On profite d’une brève accalmie pour pique-niquer à Ulvik que notre guide décrit comme la « perle du Hardangerfjord ». Effet de la pluie ou passage du temps ? L’endroit nous paraît plutôt lugubre et abandonné. C’est le seul moment plus ou moins sec de la journée que je trouverai pour faire des photos.

Aussitôt fini notre repas, la pluie nous chasse. On remonte donc le fjord par sa face nord jusqu’à Bergen où l’on trouve un camping en espérant pouvoir visiter la ville demain sous un temps plus clément.

Vendredi au soleil

Ce matin, on profite du retour du soleil pour faire les lézards dans notre coin de paradis qu’on n’a plus très envie de quitter.

On lève finalement le camp direction le nord. On traverse une série de gorges étroites sous le soleil et on en profite pour boire un thé dans un café installé sur le site d’une ancienne mine de zinc.

Il fait trop beau pour descendre dans la mine alors on repart à travers les montagnes du Røgaland. Ici, le paysage est abrupt, et pelé. On zigzag entre les petits lacs et les montagnes ventées où ne pousse qu’un peu d’herbe et de mousse jaune.

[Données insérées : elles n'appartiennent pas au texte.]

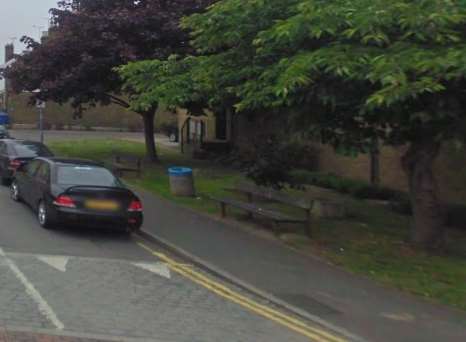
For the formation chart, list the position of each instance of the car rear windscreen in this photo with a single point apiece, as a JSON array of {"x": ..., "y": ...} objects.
[
  {"x": 86, "y": 175},
  {"x": 31, "y": 150}
]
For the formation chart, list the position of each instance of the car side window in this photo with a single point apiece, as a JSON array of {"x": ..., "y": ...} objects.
[
  {"x": 43, "y": 174},
  {"x": 32, "y": 167}
]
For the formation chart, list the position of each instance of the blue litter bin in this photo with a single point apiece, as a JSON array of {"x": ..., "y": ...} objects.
[
  {"x": 4, "y": 119},
  {"x": 181, "y": 181}
]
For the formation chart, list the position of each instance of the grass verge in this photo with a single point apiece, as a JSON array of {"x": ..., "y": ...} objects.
[{"x": 371, "y": 242}]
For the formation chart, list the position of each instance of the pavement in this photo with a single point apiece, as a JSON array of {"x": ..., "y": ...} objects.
[
  {"x": 51, "y": 136},
  {"x": 75, "y": 284},
  {"x": 104, "y": 286},
  {"x": 323, "y": 291}
]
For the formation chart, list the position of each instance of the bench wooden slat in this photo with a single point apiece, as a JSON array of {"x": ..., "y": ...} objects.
[
  {"x": 127, "y": 163},
  {"x": 271, "y": 194},
  {"x": 273, "y": 215}
]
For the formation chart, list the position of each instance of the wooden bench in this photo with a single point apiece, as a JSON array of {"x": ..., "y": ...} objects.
[
  {"x": 276, "y": 217},
  {"x": 126, "y": 163}
]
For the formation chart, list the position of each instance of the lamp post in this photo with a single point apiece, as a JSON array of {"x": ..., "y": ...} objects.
[{"x": 40, "y": 105}]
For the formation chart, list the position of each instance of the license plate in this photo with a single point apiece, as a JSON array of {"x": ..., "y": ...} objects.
[{"x": 102, "y": 205}]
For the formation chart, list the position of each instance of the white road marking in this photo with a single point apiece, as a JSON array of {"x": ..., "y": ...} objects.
[
  {"x": 57, "y": 262},
  {"x": 44, "y": 307},
  {"x": 402, "y": 316},
  {"x": 158, "y": 268}
]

On expédie bien vite une pause à Rødal dont la stavkirke n’est pas mémorable et on se dirige vers Odda. En avançant, on voit au loin les sommets couverts de glaciers. Et en poursuivant notre route, on rencontre de plus en plus de cascades. Parfois, de longs filets qui coulent depuis le sommet, et d’autres bien plus impressionnants, qui viennent mouiller la route et les touristes venus les photographier.

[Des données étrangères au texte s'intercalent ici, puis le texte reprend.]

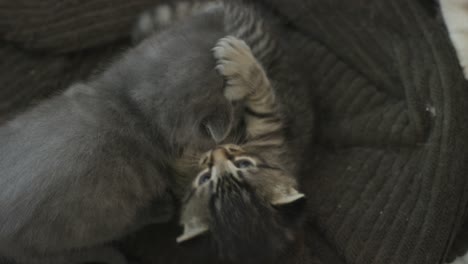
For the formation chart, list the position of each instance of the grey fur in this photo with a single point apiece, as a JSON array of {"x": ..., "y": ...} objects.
[{"x": 93, "y": 164}]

On finit par bifurquer peu avant Oddal pour aller voir le glacier de Buer. Le départ de la randonnée est une ferme, et on est accueillis par un groupe de vaches et highlands qui semblent plus intéressées par les arrivants sur le parking que par leur pâture.

On reprend tout notre équipement de pluie qui a eu le temps de sécher et on commence à grimper pour atteindre le pied du glacier. On avance d’abord le long des eaux déchaînées par la fonte des glaces. Le torrent fait un bruit effroyable et on sent la fraîcheur de l’eau dès que le vent souffle.

On s’enfonce dans les bois et le sentier se transforme rapidement en petite rivière. La plupart des randonneurs que l’on croise ont les jambes mouillés et l’on hésite à rebrousser chemin malgré nos chaussures imperméables.

On traverse plusieurs bras du torrent sur des petits ponts façon Indiana Jones.

Jusqu’à ce qu’une des paserelles soit complètement submergée et nous oblige à retirer nos chaussures pour traverser. Le choc est violent, l’eau tout juste libérée des glaces vient nous glacer les pieds. On continue malgré le froid mordant.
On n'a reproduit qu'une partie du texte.